Wednesday, February 13, 2013


I don't have too many heroes outside of my family and Jesus. I have never really been "star struck" by anyone, cared much about celebrities or sports personalities, or given a second thought to what the Princess is wearing across the pond.

My mom and dad are my foremost heroes. My dad for his fair and honest treatment of everyone, without regard for their appearance or social status or financial background. When my dad gave you his word, it was as good as gold. My mom is my hero because of her absolute faith in Jesus.
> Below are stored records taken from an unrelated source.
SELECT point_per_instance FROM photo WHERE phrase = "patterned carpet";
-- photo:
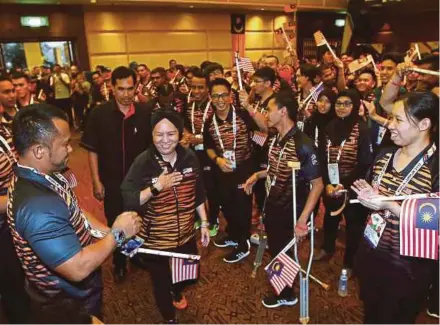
(225, 293)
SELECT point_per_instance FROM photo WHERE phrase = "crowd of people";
(169, 149)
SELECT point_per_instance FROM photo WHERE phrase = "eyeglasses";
(223, 96)
(344, 104)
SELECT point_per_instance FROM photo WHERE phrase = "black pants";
(14, 299)
(236, 204)
(355, 216)
(114, 206)
(279, 230)
(160, 271)
(66, 105)
(211, 185)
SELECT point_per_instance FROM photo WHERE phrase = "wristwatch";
(154, 191)
(119, 236)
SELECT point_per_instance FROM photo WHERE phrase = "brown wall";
(65, 23)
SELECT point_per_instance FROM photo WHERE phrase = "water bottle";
(343, 279)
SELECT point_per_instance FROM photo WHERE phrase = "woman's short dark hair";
(123, 73)
(34, 125)
(421, 105)
(285, 99)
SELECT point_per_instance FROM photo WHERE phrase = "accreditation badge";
(333, 173)
(230, 155)
(374, 229)
(380, 134)
(199, 147)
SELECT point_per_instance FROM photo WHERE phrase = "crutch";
(303, 280)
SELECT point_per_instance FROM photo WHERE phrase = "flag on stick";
(321, 41)
(290, 8)
(282, 272)
(419, 225)
(184, 269)
(246, 64)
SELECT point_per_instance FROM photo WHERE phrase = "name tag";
(380, 135)
(374, 229)
(333, 173)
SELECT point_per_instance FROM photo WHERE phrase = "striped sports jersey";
(195, 123)
(244, 124)
(168, 218)
(294, 147)
(349, 158)
(7, 160)
(48, 228)
(424, 181)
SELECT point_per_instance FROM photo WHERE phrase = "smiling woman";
(385, 275)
I'm constantly amazed at her walk with the Lord and the example she has set for her children.

But aside from my mom, dad, and Jesus (who, of course, is my absolute hero), there is one other person who I regard as a "hero", and that is Mother Teresa.
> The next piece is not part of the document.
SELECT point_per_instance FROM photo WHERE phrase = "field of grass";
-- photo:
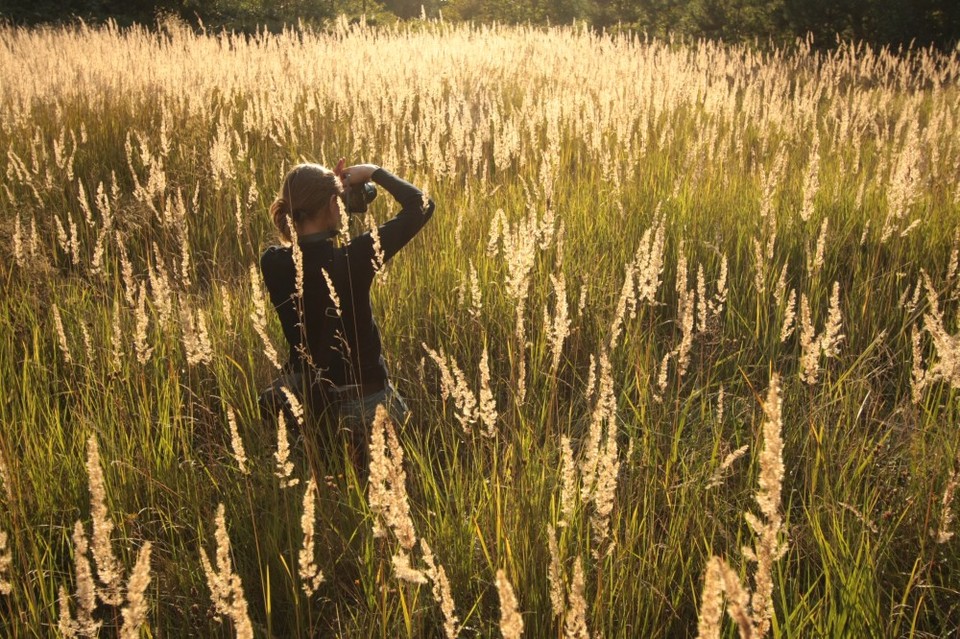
(634, 240)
If anyone can be said to have truly lived the words of Christ, I believe it was her. She was not a beautiful woman, outwardly. But she absolutely shined like a bright morning star with the beauty of Jesus. Her father died when she was only 8 years old, and she left home at age 18, never to see her mother or sister again. She was truly a child of God and no other. She gave over 45 years of her life to the poor, sick, orphaned, and dying--working hand in hand with people (in her words) "that have become a burden to the society and are shunned by everyone." Oh that we should ALL live out Christ's commands to such fullness!
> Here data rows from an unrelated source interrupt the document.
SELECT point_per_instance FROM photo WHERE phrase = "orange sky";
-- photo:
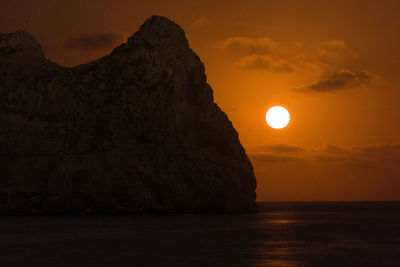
(332, 64)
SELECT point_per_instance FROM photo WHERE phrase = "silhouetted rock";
(135, 131)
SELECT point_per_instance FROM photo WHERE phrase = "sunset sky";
(333, 64)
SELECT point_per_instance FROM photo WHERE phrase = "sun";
(278, 117)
I'll interrupt here to mention the task given to Compassion bloggers this month, which is to talk about which Bible verse inspires each of us to serve the children in the Compassion program. An odd segue, I know, but stick with me and I'll get back to the point...

The verse that inspires me to serve these precious children who have no voice in society is Matthew 5:14-16: "You are the light of the world--like a city on a hilltop that cannot be hidden. No one lights a lamp and then puts it under a basket. Instead, a lamp is placed on a stand, where it gives light to everyone in the house. In the same way, let your good deeds shine out for all to see, so that everyone will praise your heavenly Father."

Mother Teresa, to me, embodies the meaning of that verse of scripture. She was a light among the darkness, a living legacy of the call of Christ to walk among those in need and lift them up. Despite some criticisms of the ways in which she worked, I can imagine that when Mother Teresa entered heaven she was greeted by a Jesus who knew her well, having been served by her in countless soup kitchen lines, slums, streets, and orphanages. If anyone has stored up riches in heaven, I believe it is her.

Astonishingly enough, Mother Teresa was not without fault or doubt, which makes her even more amazing. She has been criticised with regards to the operation of some of her hospitals and charities (but then, it's easy to criticize someone doing the hard work when you aren't in the thick of things, isn't it?), and she expressed many moments of darkness where she felt alienated from Christ. In my mind, those heart-wrenching confessions of spiritual doubt lend an air of authenticity to her faith, and render her willingness to continue her work for Christ even more awe-inspiring.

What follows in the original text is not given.